Here’s one of my actual scheduled tasks: every Monday at 8am, Claude scrapes trending AI TikTok videos, transcribes them, and compiles everything into a spreadsheet I can review over coffee. The prompt is detailed, but once it’s set up you never touch it again.
Some ideas to get you started:
- Daily briefing at 7am: summarise your calendar, emails, and Slack messages
- Weekly competitor scan: check competitor websites or social accounts for changes
- Social media audit: check your analytics dashboards every Monday morning
- Invoice follow-up: check your accounting app for overdue invoices and draft reminders
Getting the most from it
This is still early days, but it’s already practical enough to save real time. A few things I’ve found helpful:
- Start simple.

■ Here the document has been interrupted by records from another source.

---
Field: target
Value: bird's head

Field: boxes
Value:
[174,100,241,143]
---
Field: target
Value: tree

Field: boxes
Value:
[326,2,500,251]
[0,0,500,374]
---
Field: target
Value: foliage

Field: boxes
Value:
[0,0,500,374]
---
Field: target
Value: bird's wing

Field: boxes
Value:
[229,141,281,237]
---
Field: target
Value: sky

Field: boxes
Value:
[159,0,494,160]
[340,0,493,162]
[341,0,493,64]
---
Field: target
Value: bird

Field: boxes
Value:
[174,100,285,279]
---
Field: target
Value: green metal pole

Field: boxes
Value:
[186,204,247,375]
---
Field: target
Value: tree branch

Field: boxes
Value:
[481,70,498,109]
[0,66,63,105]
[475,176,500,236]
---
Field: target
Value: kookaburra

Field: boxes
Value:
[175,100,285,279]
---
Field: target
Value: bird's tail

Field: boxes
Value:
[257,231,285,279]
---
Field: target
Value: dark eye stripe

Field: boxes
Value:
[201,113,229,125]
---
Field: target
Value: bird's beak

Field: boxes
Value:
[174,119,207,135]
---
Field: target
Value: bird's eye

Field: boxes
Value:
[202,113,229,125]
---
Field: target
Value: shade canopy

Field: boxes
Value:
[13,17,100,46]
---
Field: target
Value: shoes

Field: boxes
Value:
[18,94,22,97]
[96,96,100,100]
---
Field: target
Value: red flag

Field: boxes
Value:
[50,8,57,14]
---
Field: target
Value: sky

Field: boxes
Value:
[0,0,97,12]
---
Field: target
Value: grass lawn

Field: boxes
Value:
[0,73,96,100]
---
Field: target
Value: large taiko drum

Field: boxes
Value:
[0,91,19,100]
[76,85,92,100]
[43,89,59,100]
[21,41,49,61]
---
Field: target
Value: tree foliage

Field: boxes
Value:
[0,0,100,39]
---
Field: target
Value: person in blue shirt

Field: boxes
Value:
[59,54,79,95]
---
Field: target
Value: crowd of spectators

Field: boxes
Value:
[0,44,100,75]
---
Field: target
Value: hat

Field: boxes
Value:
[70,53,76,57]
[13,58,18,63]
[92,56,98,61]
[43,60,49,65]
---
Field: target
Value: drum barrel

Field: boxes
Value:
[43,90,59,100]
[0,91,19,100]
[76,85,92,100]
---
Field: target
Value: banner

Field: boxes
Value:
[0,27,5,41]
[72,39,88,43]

Try a single-step task first, then build up to multi-step workflows.
- Be specific. “Go to my Substack dashboard and check yesterday’s subscriber numbers” works better than “check my newsletter stats.”
- Watch it work the first few times. You’ll learn what it handles well and where it needs clearer instructions.
- Close sensitive apps before giving Claude computer access. Add your password manager to the denied list.
- Keep your prompts. When you find one that works well, save it as a scheduled task or keep it somewhere handy.
Computer Use is still technically a research preview, so start with low-stakes tasks and build confidence from there. But if you’ve been looking for a way to offload repetitive computer work, this is the most practical option I’ve found.